Seeds falling to the ground, dying, and bringing forth new life in abundance… When Jesus used this metaphor with his Disciples he was talking about death and resurrection. He was talking about something that they, and we, know and experience in the world around us. The metaphor is apt and it is accurate. That “new fruit,” that “eternal life” in “all its fullness,” that “new existence, in which we are united with all the people of God, in the joy of fully knowing and loving God and each other” requires a death. Our participation in that new life requires the death of ways of seeing, of ways of thinking, of ways of being that diminish, demean and alienate; that belittle, deny and oppress; that injure those around us and which corrupt and destroy the light and life that is within us. Our journey to that new life requires that we walk with Jesus on the path to Calvary and that we participate in the cycle of death and resurrection. It is with this destination in our minds and on our hearts that we enter the seasons of Lent, Holy Week and Easter.

 

From the Proper Liturgy for Ash Wednesday, The invitation to the observance of a holy Lent:

Dear People of God: The first Christians observed with great devotion the days of our Lord’s passion and resurrection, and it became the custom of the Church to prepare for them by a season of penitence and fasting. This season of Lent provided a time in which converts to the faith were prepared for Holy Baptism. It was also a time when those who, because of notorious sins, had been separated from the body of the faithful were reconciled by penitence and forgiveness, and restored to the fellowship of the Church. Thereby, the whole congregation was put in mind of the message of pardon and absolution set forth in the Gospel of our Savior, and of the need which all Christians continually have to renew their repentance and faith.

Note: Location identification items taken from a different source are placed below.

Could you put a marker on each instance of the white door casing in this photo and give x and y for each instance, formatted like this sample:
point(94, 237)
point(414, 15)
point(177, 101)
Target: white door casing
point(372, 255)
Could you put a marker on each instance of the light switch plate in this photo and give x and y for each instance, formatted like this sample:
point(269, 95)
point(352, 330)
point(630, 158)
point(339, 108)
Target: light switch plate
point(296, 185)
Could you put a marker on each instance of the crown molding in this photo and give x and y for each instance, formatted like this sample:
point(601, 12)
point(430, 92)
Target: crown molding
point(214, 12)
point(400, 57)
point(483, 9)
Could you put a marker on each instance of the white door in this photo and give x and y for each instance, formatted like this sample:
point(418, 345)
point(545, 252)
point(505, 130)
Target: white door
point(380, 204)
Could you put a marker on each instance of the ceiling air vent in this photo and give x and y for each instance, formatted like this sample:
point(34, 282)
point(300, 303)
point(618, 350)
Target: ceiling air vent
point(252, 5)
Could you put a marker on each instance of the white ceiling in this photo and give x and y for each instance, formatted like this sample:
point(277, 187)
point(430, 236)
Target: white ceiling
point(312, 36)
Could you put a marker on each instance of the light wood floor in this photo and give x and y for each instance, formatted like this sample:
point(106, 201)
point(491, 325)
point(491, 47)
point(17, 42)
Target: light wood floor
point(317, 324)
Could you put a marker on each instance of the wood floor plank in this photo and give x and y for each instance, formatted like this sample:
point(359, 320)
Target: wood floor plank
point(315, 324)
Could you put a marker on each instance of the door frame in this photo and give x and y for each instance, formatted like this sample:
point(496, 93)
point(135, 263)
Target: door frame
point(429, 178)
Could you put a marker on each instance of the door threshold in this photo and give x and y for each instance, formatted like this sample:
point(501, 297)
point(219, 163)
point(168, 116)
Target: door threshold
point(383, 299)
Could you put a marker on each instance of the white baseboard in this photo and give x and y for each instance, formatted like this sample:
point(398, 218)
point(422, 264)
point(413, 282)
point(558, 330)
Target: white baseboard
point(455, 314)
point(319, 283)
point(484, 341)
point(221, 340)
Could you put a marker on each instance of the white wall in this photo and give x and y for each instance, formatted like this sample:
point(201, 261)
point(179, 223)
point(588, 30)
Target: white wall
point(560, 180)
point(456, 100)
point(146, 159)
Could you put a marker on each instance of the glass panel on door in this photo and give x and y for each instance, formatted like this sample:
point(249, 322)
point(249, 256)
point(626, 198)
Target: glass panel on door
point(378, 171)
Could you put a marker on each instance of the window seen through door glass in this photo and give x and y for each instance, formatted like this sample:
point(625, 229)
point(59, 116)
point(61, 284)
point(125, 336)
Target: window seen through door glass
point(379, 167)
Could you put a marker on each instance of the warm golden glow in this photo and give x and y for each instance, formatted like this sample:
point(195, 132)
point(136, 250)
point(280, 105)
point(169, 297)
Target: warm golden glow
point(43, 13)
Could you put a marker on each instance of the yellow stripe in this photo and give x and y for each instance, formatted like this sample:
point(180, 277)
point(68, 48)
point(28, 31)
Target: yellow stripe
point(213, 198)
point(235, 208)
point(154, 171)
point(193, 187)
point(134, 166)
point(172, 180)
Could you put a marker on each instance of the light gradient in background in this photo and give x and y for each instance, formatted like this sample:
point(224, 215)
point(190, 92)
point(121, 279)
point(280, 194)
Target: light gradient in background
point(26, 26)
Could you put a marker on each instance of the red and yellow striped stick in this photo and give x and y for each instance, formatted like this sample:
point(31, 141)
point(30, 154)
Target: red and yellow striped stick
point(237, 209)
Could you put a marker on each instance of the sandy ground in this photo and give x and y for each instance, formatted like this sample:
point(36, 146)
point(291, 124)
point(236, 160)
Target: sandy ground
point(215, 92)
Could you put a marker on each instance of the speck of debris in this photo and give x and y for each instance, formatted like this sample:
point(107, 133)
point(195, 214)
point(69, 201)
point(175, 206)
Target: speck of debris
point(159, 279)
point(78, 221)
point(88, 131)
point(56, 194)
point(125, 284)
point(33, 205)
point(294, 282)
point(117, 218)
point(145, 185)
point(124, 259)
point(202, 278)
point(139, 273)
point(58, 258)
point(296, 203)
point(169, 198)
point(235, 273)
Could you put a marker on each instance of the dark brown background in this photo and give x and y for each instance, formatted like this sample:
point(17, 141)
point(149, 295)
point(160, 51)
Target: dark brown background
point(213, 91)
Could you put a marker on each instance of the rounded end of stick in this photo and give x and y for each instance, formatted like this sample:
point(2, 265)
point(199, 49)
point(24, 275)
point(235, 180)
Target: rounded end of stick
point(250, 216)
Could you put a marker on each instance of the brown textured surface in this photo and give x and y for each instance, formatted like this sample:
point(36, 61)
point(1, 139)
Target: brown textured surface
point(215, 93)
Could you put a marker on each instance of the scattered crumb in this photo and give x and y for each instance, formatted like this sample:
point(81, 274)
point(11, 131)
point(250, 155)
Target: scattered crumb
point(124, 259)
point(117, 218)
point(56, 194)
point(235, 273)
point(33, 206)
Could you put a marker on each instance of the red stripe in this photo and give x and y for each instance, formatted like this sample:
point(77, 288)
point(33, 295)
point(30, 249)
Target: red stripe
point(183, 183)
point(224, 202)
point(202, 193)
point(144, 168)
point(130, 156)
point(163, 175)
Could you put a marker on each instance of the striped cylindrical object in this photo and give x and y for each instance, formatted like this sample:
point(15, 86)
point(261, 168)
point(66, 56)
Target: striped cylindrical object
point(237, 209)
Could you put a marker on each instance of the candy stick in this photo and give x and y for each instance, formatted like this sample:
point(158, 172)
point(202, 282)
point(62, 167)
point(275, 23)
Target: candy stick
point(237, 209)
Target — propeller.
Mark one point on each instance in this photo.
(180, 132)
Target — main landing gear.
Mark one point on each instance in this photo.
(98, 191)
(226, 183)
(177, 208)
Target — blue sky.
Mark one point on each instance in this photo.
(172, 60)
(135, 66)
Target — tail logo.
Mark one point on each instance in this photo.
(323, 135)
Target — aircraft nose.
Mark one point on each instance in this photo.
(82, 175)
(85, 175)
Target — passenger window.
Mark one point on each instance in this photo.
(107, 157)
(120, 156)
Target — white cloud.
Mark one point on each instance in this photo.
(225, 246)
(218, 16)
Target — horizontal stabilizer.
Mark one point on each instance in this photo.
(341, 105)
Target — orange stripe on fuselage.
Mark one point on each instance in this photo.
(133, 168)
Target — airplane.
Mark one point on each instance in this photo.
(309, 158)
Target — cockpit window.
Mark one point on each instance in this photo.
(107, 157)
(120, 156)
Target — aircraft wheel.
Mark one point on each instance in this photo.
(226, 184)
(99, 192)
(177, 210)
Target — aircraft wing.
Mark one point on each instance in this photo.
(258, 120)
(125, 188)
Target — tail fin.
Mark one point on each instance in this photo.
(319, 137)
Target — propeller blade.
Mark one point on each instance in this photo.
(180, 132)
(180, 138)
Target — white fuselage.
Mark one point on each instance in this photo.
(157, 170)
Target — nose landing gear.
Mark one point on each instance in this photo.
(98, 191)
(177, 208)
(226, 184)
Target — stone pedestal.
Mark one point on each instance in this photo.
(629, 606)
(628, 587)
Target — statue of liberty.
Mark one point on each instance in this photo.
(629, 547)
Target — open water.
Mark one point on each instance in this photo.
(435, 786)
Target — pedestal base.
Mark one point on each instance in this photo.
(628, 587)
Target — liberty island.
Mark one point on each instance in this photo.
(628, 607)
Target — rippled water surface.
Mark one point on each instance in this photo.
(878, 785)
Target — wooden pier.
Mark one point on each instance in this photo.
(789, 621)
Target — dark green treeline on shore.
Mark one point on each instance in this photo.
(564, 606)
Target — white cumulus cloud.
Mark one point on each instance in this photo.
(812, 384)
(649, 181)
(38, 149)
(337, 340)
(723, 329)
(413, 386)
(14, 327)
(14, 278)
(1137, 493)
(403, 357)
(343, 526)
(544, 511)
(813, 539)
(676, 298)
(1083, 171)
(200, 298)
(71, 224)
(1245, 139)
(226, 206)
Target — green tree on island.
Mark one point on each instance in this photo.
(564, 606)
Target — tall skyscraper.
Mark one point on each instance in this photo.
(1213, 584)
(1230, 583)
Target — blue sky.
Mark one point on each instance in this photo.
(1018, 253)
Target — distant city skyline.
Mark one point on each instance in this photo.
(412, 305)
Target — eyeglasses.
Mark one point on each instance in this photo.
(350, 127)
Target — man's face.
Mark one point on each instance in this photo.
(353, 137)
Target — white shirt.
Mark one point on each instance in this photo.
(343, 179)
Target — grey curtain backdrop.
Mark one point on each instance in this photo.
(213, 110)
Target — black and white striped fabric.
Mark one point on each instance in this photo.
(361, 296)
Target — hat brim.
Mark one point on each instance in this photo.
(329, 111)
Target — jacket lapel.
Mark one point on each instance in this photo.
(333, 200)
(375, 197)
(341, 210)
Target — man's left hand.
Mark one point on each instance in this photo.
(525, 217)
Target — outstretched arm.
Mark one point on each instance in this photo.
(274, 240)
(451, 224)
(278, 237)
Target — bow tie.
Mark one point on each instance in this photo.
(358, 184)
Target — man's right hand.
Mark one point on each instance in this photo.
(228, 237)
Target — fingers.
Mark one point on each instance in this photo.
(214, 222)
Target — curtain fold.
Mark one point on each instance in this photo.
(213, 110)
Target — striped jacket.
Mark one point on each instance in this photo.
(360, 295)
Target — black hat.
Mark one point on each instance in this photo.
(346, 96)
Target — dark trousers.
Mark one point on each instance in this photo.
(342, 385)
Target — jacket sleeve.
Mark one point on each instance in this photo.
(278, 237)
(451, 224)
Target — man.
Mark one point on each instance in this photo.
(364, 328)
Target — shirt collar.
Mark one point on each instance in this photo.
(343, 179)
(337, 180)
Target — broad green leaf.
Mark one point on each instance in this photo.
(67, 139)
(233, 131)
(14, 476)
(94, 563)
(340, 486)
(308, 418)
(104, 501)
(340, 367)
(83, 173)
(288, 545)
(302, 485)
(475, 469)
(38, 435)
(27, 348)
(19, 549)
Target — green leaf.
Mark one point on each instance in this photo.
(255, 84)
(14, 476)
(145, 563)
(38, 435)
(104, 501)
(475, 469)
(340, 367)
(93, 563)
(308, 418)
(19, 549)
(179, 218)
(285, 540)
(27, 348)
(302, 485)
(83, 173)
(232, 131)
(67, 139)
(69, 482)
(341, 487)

I invite you, therefore, in the name of the Church, to the observance of a holy Lent, by self-examination and repentance; by prayer, fasting, and self-denial; and by reading and meditating on God’s holy Word. And, to make a right beginning of repentance, and as a mark of our mortal nature, let us now kneel before the Lord, our maker and redeemer (BCP p. 265).

I love these words but I wish that they said a little more. While this invitation does point to the “message of pardon and absolution set forth in the Gospel” it feels a little limited in its scope. The invitation here is to the seasons of Lent, Holy Week, and Easter; to a season of self-examination and repentance, identifying the seeds within us that need to fall to the ground and die. It is an invitation to participate in the dramatic events of Holy Week, making ourselves vulnerable to the death that will make that new fruit, that abundant fullness of life lived in the joy of fully knowing God and each other. It is an invitation to step into the new light that will dawn on Easter Day and to live as if that life has come to fruition in each and every one of us and in the “we” that we proclaim at the beginning of the Nicene Creed.

Come, join the journey from Ash Wednesday, through the wilderness of Lent, pressing on through the chaos and pain that is Holy Week, and enter into the light of a new day, a new verb “life” eternal.